To assert a more general Mormon ethnicity is basically a rehash of the argument that correlation in the church — as it has created a standard and consistent experience in the church across the world — has created Mormon culture. But then, doesn’t the idea of a Mormon ethnicity fail for the same reason that Mormon culture fails? Instead of having a shared Mormonism because of correlation, correlation creates different Mormonisms.

Questions for today

I’m not trying to make general statements about white people or Americans with this next line, but many times, I hear from white Americans that they don’t think they have ethnicity. How would I begin to talk about “American culture”? Is it just a pastiche of “other” cultures?

Even for people of various European heritages, many don’t think of themselves as “hyphenated Americans” as we might think of other people. You might see “African American” (which actually doesn’t say much, since most black people have never been to Africa. I couldn’t say where my ancestors originated from that continent) or “Cuban-American” or “Chinese-American,” but would you see “German-American” of people whose German emigrant ancestors came here during the 18th or 19th centuries?

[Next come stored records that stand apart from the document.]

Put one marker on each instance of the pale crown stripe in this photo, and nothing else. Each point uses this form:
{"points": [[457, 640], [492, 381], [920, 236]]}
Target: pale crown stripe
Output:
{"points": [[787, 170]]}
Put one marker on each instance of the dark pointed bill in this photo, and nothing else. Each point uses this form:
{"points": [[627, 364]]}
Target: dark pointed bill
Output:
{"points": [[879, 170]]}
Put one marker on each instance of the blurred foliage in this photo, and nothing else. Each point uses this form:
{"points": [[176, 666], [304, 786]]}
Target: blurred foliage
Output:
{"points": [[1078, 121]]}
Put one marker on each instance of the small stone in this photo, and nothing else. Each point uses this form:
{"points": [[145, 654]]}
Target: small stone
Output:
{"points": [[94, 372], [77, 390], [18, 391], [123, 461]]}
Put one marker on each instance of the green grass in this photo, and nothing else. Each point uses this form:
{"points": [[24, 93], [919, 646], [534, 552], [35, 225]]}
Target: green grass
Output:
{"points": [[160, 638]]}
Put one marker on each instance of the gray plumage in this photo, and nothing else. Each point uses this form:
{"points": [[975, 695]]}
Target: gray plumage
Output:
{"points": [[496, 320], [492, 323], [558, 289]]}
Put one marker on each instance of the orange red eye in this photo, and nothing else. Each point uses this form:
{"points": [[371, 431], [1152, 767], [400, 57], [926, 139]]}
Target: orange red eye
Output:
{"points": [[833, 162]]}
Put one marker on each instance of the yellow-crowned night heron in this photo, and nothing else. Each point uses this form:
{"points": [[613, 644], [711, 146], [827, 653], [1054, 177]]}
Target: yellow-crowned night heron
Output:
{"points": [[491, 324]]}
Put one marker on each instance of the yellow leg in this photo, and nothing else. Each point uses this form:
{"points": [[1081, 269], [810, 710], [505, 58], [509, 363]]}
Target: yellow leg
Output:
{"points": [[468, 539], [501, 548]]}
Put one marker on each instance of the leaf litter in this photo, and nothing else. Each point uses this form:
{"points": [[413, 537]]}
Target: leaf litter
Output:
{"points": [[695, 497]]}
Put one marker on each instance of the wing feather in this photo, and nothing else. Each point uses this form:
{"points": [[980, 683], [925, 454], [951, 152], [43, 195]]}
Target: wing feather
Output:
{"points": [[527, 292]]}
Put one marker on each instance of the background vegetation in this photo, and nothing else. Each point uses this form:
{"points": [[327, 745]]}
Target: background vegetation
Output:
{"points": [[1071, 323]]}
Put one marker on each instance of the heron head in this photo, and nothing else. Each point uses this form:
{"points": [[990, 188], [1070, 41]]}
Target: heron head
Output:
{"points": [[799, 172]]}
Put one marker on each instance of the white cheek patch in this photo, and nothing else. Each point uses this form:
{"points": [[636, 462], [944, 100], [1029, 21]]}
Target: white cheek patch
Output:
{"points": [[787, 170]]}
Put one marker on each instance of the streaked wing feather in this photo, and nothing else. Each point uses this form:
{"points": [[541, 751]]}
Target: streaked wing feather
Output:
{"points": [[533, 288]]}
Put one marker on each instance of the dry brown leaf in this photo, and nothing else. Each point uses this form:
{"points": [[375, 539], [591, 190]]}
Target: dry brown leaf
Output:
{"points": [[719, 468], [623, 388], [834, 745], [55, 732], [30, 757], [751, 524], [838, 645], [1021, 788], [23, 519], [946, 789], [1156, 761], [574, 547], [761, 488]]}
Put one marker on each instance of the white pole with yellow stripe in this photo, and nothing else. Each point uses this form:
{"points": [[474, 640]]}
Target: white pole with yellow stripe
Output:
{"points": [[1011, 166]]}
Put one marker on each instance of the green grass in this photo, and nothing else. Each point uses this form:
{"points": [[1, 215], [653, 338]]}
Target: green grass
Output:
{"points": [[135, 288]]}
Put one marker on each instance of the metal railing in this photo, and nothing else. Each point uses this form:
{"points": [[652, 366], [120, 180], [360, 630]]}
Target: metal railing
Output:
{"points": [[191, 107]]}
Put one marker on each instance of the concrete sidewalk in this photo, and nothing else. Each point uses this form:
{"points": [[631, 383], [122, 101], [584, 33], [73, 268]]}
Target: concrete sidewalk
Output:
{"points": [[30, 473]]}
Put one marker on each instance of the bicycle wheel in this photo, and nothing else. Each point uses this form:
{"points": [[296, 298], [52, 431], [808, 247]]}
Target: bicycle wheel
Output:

So, if someone is prone to think of themselves as non-hyphenated, wouldn’t Mormonism eventually change that? Then why not say “Mormon-American”?

My questions for today (although this post has really been strung with a lot of them) are simple:

1) What do you think the term “ethnicity” means?

2) Do you think that, regardless of the religious aspects, there exists a Mormon ethnicity?

3) When we have ideals about Zion, or the Kingdom of Heaven, etc., can these in some ways be likened to ideals of an ethnic homeland for Mormons?